The health risks faced by the rape victims include sexually transmitted diseases such as HIV/AIDS, gonorrhea, syphilis and hepatitis which

are easily transmitted and affect the survivors’ lifetime, physical injuries or longer term psychological impacts such as shame and stigma.

Despite the fact that cases of rape are difficult to measure as many are not reported, a report by SIHA (2015) reveals that cases of gang rape are rampant in hargeisa and other urban areas. For example, often a woman will be lured to an isolated place by a male friend, where a gang of youth will be waiting to rape her, sometimes with as many as 15 to 20 men. The contributing factors highlighted included the culture of impunity, gaps in the formal and customary legislative frameworks, myths surrounding youth initiation into adulthood, the rampant idleness, unemployment and use of khat.

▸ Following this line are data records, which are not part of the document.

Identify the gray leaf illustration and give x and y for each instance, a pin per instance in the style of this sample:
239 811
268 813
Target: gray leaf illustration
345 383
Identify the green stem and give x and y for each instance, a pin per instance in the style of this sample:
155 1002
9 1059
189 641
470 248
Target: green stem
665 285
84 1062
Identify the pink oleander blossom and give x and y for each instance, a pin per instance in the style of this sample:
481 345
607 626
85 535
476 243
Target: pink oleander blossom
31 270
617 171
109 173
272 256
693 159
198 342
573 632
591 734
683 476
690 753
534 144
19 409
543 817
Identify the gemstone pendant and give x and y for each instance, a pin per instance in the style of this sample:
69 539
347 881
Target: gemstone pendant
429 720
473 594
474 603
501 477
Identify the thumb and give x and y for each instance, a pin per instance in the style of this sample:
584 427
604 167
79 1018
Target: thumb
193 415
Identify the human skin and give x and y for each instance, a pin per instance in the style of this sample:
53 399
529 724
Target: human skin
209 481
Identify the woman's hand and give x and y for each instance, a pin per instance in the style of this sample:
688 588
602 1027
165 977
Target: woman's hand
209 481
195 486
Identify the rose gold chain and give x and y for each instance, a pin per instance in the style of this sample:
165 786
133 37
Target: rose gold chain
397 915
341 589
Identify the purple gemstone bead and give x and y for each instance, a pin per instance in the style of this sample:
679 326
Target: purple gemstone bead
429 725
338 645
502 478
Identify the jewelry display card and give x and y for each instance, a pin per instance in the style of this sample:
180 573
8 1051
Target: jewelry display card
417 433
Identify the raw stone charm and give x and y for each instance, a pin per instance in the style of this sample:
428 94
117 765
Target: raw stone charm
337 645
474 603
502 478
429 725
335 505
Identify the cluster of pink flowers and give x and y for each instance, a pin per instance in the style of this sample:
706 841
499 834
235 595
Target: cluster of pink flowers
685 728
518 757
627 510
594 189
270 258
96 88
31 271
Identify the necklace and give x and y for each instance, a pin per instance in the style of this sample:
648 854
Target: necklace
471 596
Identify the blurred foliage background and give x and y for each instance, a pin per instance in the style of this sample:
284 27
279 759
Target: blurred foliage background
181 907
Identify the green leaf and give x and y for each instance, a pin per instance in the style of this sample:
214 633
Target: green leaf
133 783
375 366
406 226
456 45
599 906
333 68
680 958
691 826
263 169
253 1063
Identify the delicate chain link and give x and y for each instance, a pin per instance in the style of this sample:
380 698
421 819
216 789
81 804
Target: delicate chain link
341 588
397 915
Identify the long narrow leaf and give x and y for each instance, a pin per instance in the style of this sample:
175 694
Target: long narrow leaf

As we celebrate the 16 days of activism under the theme From Peace in the Home to Peace in the World: Make Education Safe for All, we call upon all CSOs, politicians, traditional and religious leaders, media, other stakeholders at different levels and the entire community to join efforts to promote and protect the rights of women and girls through advocating for an end to the acts of rape inflicted on them.

Amidst other preventive interventions such as awareness on the dangers of rape, we call upon MoLSA, other line ministries and agencies, different stakeholders to intensify efforts to fast track the process of passing the sexual offences bill and other supporting legislations. The bill should provide for a wider definition of rape and also contain retributive and restorative justice.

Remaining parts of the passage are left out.